A week ago, a small group of intellectuals and politicians sent the King a letter calling for granting Jordanians of Palestinian origin more privileges in politics, bureaucracy and the army. To them, this is reform.
While some of the grievances included in the letter are justified, their approach is completely wrong and has overlooked the problem in its wider context.
I would not go as far as to say that this group has acted in bad faith, but the essence of its letter has nothing to do with reform. Formulating narrow demands for one demographic constituency in Jordan can set in motion a wider problem: the logics of ethnic-based allocations.
As an observer to the protest movements in Jordan, I have noticed that activists seek one goal: to effect genuine political reform that addresses the issue of disenfranchisement of Jordanians, regardless of their social or ethnic backgrounds.
The true path for political empowerment of Jordanians and putting an end to political disenfranchisement entails two important steps: doing away with the one-person, one-vote system and allocating seats based on citizenship rather than demographic makeup.
Unfortunately, the letter signed by this group fails to touch on these two important issues. In other words, this group seeks to strike a deal with the state whereby it gains more privileges for Jordanians of Palestinian origin for their support to the regime's approach to reform. This trade-off touches on the issue of citizenship and does not face head-on with those who reject genuine reform.
Implicit in this letter is an encouragement for the emergence sub-identities rather than a national identity for all Jordanians. Not only is this logic the antithesis of the logic of reform, it is also damaging and could bring the country to its knees.
Lest one should forget, this ethnic-based approach can create damaging social tensions that will serve no one in the country.
The problem with those behind the letter is threefold. First, they do not represent the mainstream Jordanians and therefore remain isolated from the protest movements and the key political forces. Second, they fail to identify the problem in its correct historical, political and economic context.
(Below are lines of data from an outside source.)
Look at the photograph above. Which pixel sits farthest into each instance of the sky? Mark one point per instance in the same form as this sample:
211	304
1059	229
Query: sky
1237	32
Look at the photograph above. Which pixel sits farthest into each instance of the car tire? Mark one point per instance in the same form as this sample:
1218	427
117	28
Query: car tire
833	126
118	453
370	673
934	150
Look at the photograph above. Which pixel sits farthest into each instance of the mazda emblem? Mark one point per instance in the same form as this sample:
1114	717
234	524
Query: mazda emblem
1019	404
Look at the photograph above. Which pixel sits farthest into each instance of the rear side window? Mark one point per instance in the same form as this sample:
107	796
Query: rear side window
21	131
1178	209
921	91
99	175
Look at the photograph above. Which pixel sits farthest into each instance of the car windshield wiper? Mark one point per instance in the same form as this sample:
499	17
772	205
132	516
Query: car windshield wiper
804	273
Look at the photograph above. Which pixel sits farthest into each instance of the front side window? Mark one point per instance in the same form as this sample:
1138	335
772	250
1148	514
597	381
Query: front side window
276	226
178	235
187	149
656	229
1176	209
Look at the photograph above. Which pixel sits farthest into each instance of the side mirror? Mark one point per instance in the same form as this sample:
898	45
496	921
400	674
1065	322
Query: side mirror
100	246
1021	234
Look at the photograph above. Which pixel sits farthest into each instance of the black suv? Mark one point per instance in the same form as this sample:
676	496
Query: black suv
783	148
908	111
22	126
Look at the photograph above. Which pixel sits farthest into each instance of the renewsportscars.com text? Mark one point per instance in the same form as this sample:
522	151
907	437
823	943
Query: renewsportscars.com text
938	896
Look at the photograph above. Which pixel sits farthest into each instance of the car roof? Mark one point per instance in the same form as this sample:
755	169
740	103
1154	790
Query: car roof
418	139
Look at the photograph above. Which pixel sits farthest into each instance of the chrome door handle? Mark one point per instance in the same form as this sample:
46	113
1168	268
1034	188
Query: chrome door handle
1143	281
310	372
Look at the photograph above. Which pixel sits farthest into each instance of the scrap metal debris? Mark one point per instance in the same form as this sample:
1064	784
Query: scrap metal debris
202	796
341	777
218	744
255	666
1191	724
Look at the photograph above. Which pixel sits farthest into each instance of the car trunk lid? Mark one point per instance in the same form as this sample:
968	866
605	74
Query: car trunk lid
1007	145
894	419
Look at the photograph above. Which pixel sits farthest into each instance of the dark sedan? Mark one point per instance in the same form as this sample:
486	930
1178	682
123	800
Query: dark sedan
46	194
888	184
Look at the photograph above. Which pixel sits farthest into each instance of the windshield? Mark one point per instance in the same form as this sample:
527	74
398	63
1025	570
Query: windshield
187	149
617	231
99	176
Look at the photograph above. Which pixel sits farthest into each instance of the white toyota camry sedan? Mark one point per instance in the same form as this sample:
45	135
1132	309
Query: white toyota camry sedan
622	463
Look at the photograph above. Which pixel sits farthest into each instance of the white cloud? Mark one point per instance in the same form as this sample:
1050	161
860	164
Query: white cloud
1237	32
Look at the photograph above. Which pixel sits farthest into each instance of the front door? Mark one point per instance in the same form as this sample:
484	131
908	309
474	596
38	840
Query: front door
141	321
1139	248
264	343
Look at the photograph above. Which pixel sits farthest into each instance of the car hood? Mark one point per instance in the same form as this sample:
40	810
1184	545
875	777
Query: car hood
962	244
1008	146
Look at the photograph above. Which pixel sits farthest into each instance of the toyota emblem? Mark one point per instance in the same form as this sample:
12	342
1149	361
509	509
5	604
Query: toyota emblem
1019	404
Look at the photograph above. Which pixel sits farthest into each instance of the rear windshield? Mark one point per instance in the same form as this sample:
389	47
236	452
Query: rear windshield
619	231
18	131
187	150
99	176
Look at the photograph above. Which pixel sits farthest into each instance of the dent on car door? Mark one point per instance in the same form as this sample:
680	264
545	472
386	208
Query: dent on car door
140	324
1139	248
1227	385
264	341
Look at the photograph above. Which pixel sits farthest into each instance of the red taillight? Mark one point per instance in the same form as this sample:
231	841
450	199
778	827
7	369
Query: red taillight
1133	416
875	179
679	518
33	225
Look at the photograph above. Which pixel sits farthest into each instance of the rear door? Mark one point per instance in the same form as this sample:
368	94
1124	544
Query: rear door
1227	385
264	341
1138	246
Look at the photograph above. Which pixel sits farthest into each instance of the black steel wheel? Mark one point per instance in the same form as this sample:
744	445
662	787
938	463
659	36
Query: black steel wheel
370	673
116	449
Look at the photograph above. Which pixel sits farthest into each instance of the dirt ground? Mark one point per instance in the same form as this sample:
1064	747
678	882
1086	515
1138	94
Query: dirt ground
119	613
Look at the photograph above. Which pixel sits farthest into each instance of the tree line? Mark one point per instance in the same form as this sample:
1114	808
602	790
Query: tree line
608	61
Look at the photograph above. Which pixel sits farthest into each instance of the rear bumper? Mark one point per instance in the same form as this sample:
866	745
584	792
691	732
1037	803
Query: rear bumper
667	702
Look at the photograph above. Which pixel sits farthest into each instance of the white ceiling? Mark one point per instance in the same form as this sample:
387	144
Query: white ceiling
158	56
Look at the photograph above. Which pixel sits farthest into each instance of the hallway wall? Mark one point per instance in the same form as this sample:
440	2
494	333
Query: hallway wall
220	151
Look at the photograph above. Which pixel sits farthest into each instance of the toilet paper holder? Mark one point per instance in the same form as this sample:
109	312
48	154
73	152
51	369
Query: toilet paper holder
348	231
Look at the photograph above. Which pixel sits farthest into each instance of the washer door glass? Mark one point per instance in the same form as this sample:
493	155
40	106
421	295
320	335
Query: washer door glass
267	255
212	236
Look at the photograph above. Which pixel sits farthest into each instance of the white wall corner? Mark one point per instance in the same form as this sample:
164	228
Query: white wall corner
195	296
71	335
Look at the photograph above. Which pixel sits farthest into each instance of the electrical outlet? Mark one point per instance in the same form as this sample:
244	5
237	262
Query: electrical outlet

And finally, they prove to be oblivious to the difference between equality and justice on the Jordanian scene.
The redemption of all Jordanians, regardless of their ethnic or social background, can be realised through a state-society relationship that is based on citizenship and not on demographic allocations.
Addressing the needs of a tiny group of intellectuals with no impact on the street is a drop in the bucket, but the main challenge is still about whether we can effect the required reform in a way that addresses the grievances of all Jordanians.